Monday, March 12, 2007

Memos From Suit

Punishment was severe. If a plantation
owner beat an Irish slave to death, the
only penalty was the value of the slaves
financial loss.
(indentured servitude)

Please include a "Do Now" assignment in every lesson. You might want to consider grading the assignment or granting contribution towards a student's grade for the marking period.


Now, I don't know where Principal Suit has been for the past 30 years, but these "Do Now" assignments are something that has been done since the beginning of time. Marking them, now, that is a different story. Aside from the time it takes to mark them (most teachers do want to spend at least 5 minutes quality time at home with their families), it takes too much class time to collect them and then distribute them again. This is not something I am willing or capable of doing.

Teacher volunteers will be needed for this effort (hall sweeps) and your participation will be greatly appreciated.


My participation will be appreciated? Will it be appreciated enough to let me leave a period early to make a doctor's appointment without having to pay back the coverage? Will it be appreciated enough so Suit will reconsider asking me to transfer? Will it be appreciated enough to release me from my C-6 assignment once a week? I think not!

The NYC Police Department and School Safety Division will be given a presentation....We are requesting you attend this presentation during one of the above periods if you have a non-teaching period or non assignment time....It is imperative that all of us be informed as to how to protect...


If it is so important for me to attend this meeting, why can't I go during a professional period? Isn't this meeting a professional topic? I already know how to secure my property, so it must be school property they are worried about. I, for one, am not going. I will not sacrifice my lunch or prep. It's a shame that lots of teachers will show up.

I'm tired of being treated like an indentured servant. It's time that we all start sticking up for our rights. Only when we all stop going along with these non-ending requests will something get done about them.

6 comments:

Anonymous said...

I would bet that a lot of the theft are not necessarily the kids. The school is so overcrowded that there is morning school, afternoon school, late afternoon school, and evening school, and there are so many kids and staff that it becomes overwhelming. These are crimes of opportunity. If they really wanted us to not be victims and truly wanted us informed, this meeting would be a faculty or staff development meeting, not yet another professional obligation. They would have to pay me to attend this meeting.

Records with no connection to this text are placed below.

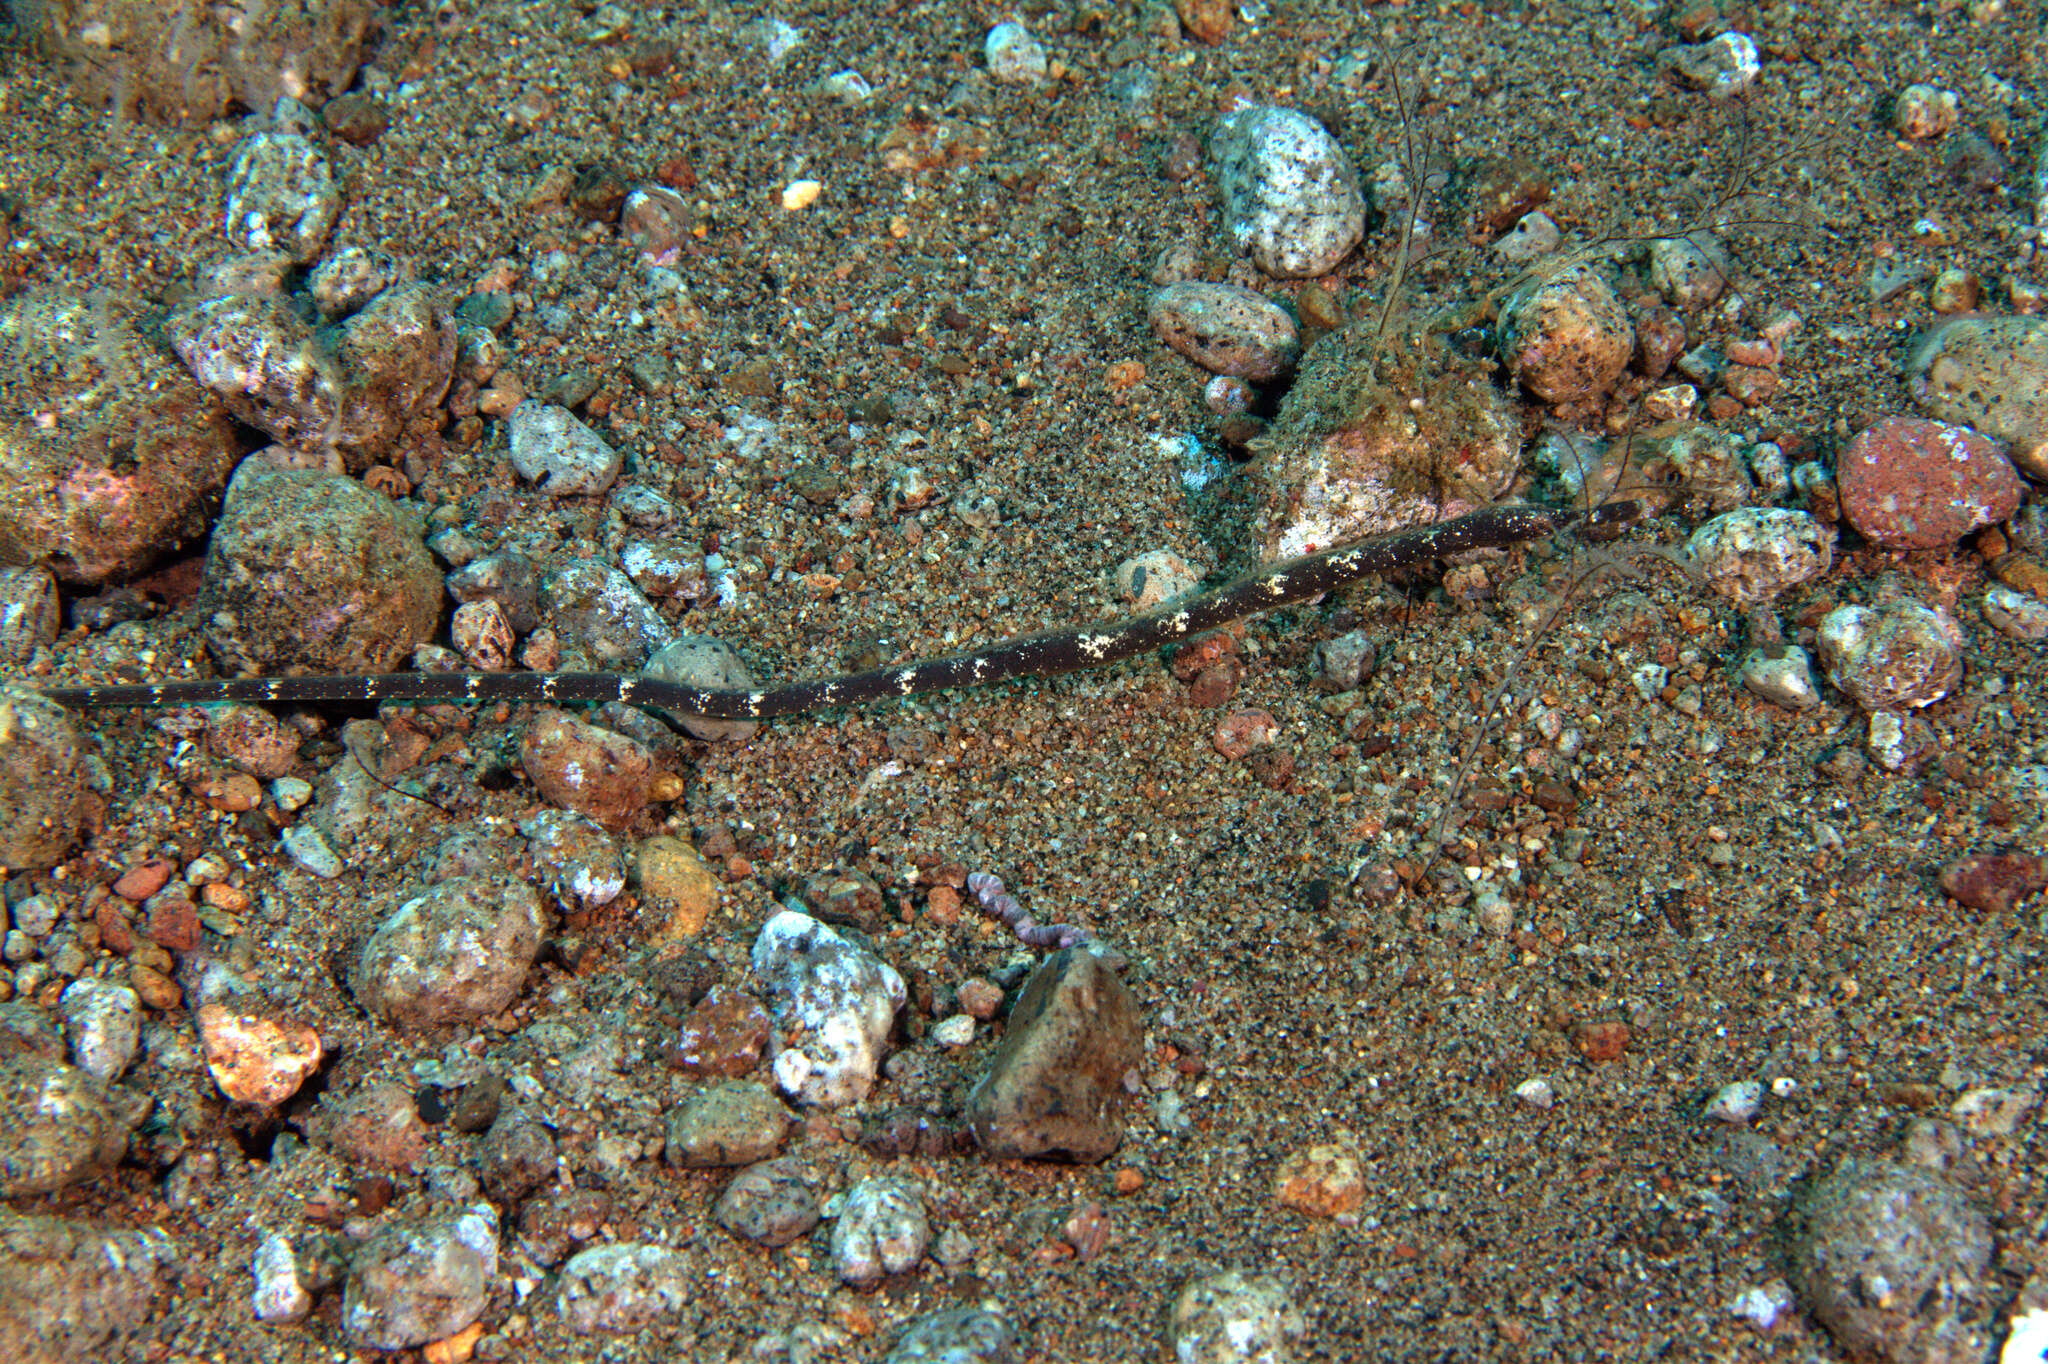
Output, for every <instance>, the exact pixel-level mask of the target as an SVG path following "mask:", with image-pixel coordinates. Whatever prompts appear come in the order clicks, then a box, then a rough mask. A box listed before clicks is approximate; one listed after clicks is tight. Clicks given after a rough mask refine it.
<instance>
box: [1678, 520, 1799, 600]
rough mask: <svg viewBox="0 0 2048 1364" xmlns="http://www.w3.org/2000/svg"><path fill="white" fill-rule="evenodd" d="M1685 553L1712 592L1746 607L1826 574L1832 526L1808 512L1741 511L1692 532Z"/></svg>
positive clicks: (1718, 520)
mask: <svg viewBox="0 0 2048 1364" xmlns="http://www.w3.org/2000/svg"><path fill="white" fill-rule="evenodd" d="M1686 555H1688V557H1690V559H1692V563H1694V567H1696V569H1698V571H1700V576H1702V578H1706V582H1708V584H1710V586H1712V588H1714V592H1718V594H1720V596H1724V598H1726V600H1731V602H1735V604H1737V606H1743V608H1749V606H1759V604H1763V602H1769V600H1772V598H1776V596H1778V594H1780V592H1786V590H1788V588H1796V586H1798V584H1804V582H1812V580H1815V578H1821V576H1823V573H1827V569H1829V567H1833V563H1835V528H1833V526H1829V524H1823V522H1819V520H1815V518H1812V516H1808V514H1806V512H1788V510H1782V508H1741V510H1735V512H1722V514H1720V516H1714V518H1712V520H1708V522H1706V524H1702V526H1700V528H1698V530H1694V532H1692V539H1688V541H1686Z"/></svg>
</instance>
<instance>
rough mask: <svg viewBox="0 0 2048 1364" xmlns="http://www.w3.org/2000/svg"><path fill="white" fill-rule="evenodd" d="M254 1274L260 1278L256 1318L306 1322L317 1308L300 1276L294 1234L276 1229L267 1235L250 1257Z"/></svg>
mask: <svg viewBox="0 0 2048 1364" xmlns="http://www.w3.org/2000/svg"><path fill="white" fill-rule="evenodd" d="M250 1276H254V1280H256V1292H252V1294H250V1311H252V1313H256V1321H305V1317H307V1313H311V1311H313V1294H311V1292H307V1288H305V1282H303V1278H301V1276H299V1253H297V1251H295V1249H293V1247H291V1237H287V1235H283V1233H276V1231H272V1233H270V1235H266V1237H264V1239H262V1245H258V1247H256V1255H252V1258H250Z"/></svg>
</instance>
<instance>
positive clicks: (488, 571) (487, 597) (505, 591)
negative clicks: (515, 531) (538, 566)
mask: <svg viewBox="0 0 2048 1364" xmlns="http://www.w3.org/2000/svg"><path fill="white" fill-rule="evenodd" d="M446 588H449V596H453V598H455V600H457V602H463V604H469V602H498V610H502V612H504V616H506V623H508V625H510V627H512V631H514V633H518V635H524V633H528V631H530V629H535V627H537V625H541V580H539V578H537V576H535V571H532V561H530V559H528V557H526V555H522V553H518V551H516V549H500V551H496V553H489V555H483V557H481V559H473V561H469V563H463V565H461V567H457V569H455V571H453V573H449V578H446Z"/></svg>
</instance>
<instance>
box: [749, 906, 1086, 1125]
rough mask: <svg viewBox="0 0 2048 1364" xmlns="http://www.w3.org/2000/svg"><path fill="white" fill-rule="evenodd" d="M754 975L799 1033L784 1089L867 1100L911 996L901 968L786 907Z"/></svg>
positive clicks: (804, 1101) (784, 1024)
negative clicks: (882, 1061)
mask: <svg viewBox="0 0 2048 1364" xmlns="http://www.w3.org/2000/svg"><path fill="white" fill-rule="evenodd" d="M754 975H758V977H760V979H762V985H764V993H766V995H768V1008H770V1014H772V1016H774V1020H776V1024H778V1026H780V1028H782V1030H784V1032H786V1034H791V1036H797V1038H801V1042H799V1045H797V1047H788V1049H784V1051H782V1053H780V1055H776V1059H774V1075H776V1083H778V1085H780V1088H782V1092H784V1094H788V1096H791V1098H795V1100H797V1102H799V1104H817V1106H821V1108H844V1106H846V1104H854V1102H858V1100H862V1098H866V1094H868V1090H870V1088H872V1085H874V1071H877V1069H881V1059H883V1049H885V1047H887V1040H889V1024H891V1020H893V1018H895V1012H897V1010H899V1008H903V999H905V997H907V991H905V987H903V977H901V975H897V971H895V967H891V965H889V963H885V961H881V958H879V956H874V954H872V952H868V950H864V948H860V946H856V944H854V942H852V940H848V938H844V936H842V934H840V932H838V930H834V928H827V926H823V924H819V922H817V920H813V918H811V915H807V913H797V911H793V909H782V911H780V913H776V915H774V918H770V920H768V922H766V924H762V932H760V936H758V938H756V940H754ZM1118 1075H1120V1071H1118Z"/></svg>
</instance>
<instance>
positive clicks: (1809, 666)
mask: <svg viewBox="0 0 2048 1364" xmlns="http://www.w3.org/2000/svg"><path fill="white" fill-rule="evenodd" d="M1741 676H1743V686H1747V688H1749V690H1751V692H1755V694H1757V696H1761V698H1763V700H1769V702H1772V705H1780V707H1784V709H1788V711H1810V709H1815V707H1817V705H1821V688H1819V686H1815V680H1812V655H1808V653H1806V651H1804V649H1800V647H1798V645H1767V647H1759V649H1751V651H1749V653H1745V655H1743V674H1741Z"/></svg>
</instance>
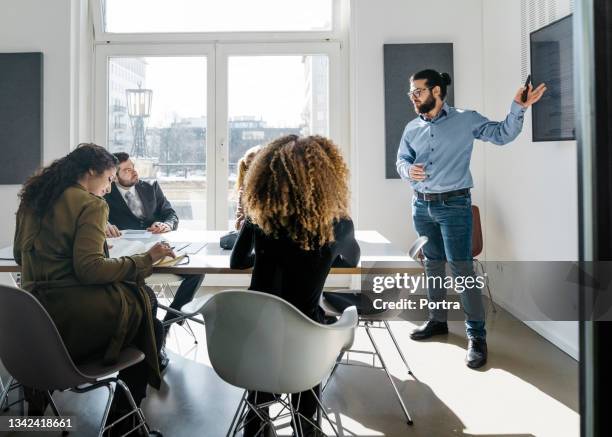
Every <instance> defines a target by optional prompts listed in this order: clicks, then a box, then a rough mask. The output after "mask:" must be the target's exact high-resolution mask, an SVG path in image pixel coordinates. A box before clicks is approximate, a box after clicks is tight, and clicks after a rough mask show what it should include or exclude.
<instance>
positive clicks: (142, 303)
mask: <svg viewBox="0 0 612 437" xmlns="http://www.w3.org/2000/svg"><path fill="white" fill-rule="evenodd" d="M116 167H117V159H116V158H115V157H114V156H113V155H112V154H111V153H109V152H108V151H107V150H106V149H104V148H103V147H100V146H97V145H95V144H81V145H79V147H77V148H76V149H74V150H73V151H72V152H70V153H69V154H68V155H67V156H65V157H63V158H60V159H58V160H56V161H54V162H53V163H52V164H51V165H49V166H48V167H45V168H43V169H41V170H40V171H39V172H38V173H36V174H35V175H33V176H32V177H30V178H29V179H28V180H27V181H26V183H25V184H24V186H23V188H22V190H21V192H20V193H19V197H20V198H21V203H20V204H19V209H18V210H17V226H16V230H15V241H14V249H13V250H14V256H15V261H16V262H17V264H19V265H20V266H21V279H22V286H23V288H24V289H25V290H27V291H29V292H31V293H32V294H33V295H34V296H35V297H36V298H37V299H38V300H39V301H40V303H41V304H42V305H43V306H44V307H45V309H46V310H47V312H48V313H49V315H50V316H51V318H52V319H53V321H54V322H55V325H56V326H57V329H58V331H59V333H60V335H61V336H62V339H63V341H64V344H65V345H66V348H67V349H68V352H69V353H70V356H71V357H72V359H73V360H74V361H75V362H76V363H77V364H78V363H86V362H88V361H90V360H93V359H99V358H103V360H104V361H105V362H106V363H109V364H110V363H113V362H116V361H117V359H118V357H119V353H120V351H121V349H122V348H124V347H126V346H127V345H134V346H136V347H137V348H139V349H140V350H142V351H143V352H144V354H145V360H144V361H142V362H140V363H138V364H136V365H134V366H132V367H129V368H127V369H125V370H122V371H121V372H119V377H120V378H121V379H122V380H123V381H124V382H125V383H126V384H127V385H128V387H129V388H130V391H131V393H132V395H133V397H134V400H135V401H136V403H137V404H140V402H141V400H142V399H143V398H144V397H145V395H146V388H147V385H148V384H150V385H152V386H153V387H156V388H159V387H160V382H161V379H160V372H159V364H158V360H159V357H158V350H159V347H160V345H161V339H162V334H163V328H162V326H161V322H159V321H158V320H157V319H155V318H154V314H153V312H154V305H156V302H155V301H154V300H153V299H152V297H151V296H150V294H149V293H148V291H147V289H145V286H144V278H145V277H146V276H149V275H150V274H151V273H152V269H153V267H152V266H153V263H154V262H155V261H157V260H159V259H162V258H163V257H165V256H174V254H173V252H172V250H171V249H170V247H169V246H167V244H166V245H165V244H163V243H157V244H156V245H154V246H153V247H152V248H151V249H149V251H148V252H147V253H143V254H140V255H134V256H128V257H122V258H109V257H108V247H107V245H106V239H105V233H104V231H105V228H106V223H107V222H108V206H107V204H106V202H105V201H104V199H103V198H102V196H103V195H104V194H106V193H107V192H108V191H109V190H110V186H111V182H112V181H113V179H114V177H115V173H116V171H117V168H116ZM26 398H27V400H28V403H29V411H28V413H29V414H30V415H42V414H43V412H44V409H45V408H46V404H47V399H46V398H45V397H44V396H41V393H40V392H37V391H35V390H31V389H28V390H26ZM130 410H131V408H130V406H129V403H128V401H127V398H126V397H125V395H124V394H123V393H122V391H121V390H118V391H117V393H116V395H115V398H114V403H113V406H112V410H111V414H110V415H109V419H108V421H107V423H112V422H113V421H114V420H115V419H117V418H119V417H121V416H123V414H125V412H127V411H130ZM128 422H129V421H127V420H124V421H122V422H121V423H120V425H119V426H116V427H113V428H112V429H111V434H112V435H122V434H124V433H125V432H127V431H128V430H129V429H130V428H131V424H130V423H128ZM154 434H155V435H160V434H159V433H154ZM134 435H138V436H142V435H149V433H148V432H146V431H145V430H144V429H143V428H140V429H139V430H138V431H137V432H136V433H135V434H134Z"/></svg>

As for their "hall sweeps" you bet I won't be "sweeping". Again, pay me or relieve me of my C6. They certainly are treating us like the "hired help". The administration lost its ability to relate to our everday world long ago, replaced by arrogance and condescension. Anyway, why didn't they schedule "hall sweeps" in October, not the middle of March, when the school year is 2/3 over? The only "sweeping" that has been done up till now was the sweeping under the rug of serious offenses, such as brazen blatant test theft and cheating by an individual student, and how about knife possession that also was swept under the bureaucratic rug! I'm sure there's a lot more winking and nodding going on that we really don't want to know about since the blood can boil.

Pissedoffteacher said...

I love you POP!!!!

Anonymous said...

Love you too, POD!! And your new door too!!

Anonymous said...

Sounds like something that should be on a faculty conference agenda. I wouldn't give up a period either, especially when "asked" like that.

Anonymous said...

I'm tired of being treated like an indentured servant. It's time that we all start sticking up for our rights.
Ahem, that's what unions are for, otherwise you're just a non-networked voice in the wilderness, and management's golden rule is "divide and conquer".

Another thing that boggles my mind about your country is how completely unions have been stigmatized and how so few people realize in who's interest it really is for there to be no unions. This could only happen where people are completely ignorant of their own industrial history.

This blog and no doubt your own network of pissed-off teachers prove there is solidarity, but if it's not organized, there is nothing to stop the powers that be from treating you as an indentured servant. So you don't like it; why should anyone listen to you? Proof: you have to threaten or bribe to get a door hung for $1 and 15 mins of labour.

CaliforniaTeacherGuy said...

Bravo for you for sticking up for your rights. You are not an indentured servant, you are a professional, and you deserve to be treated like one.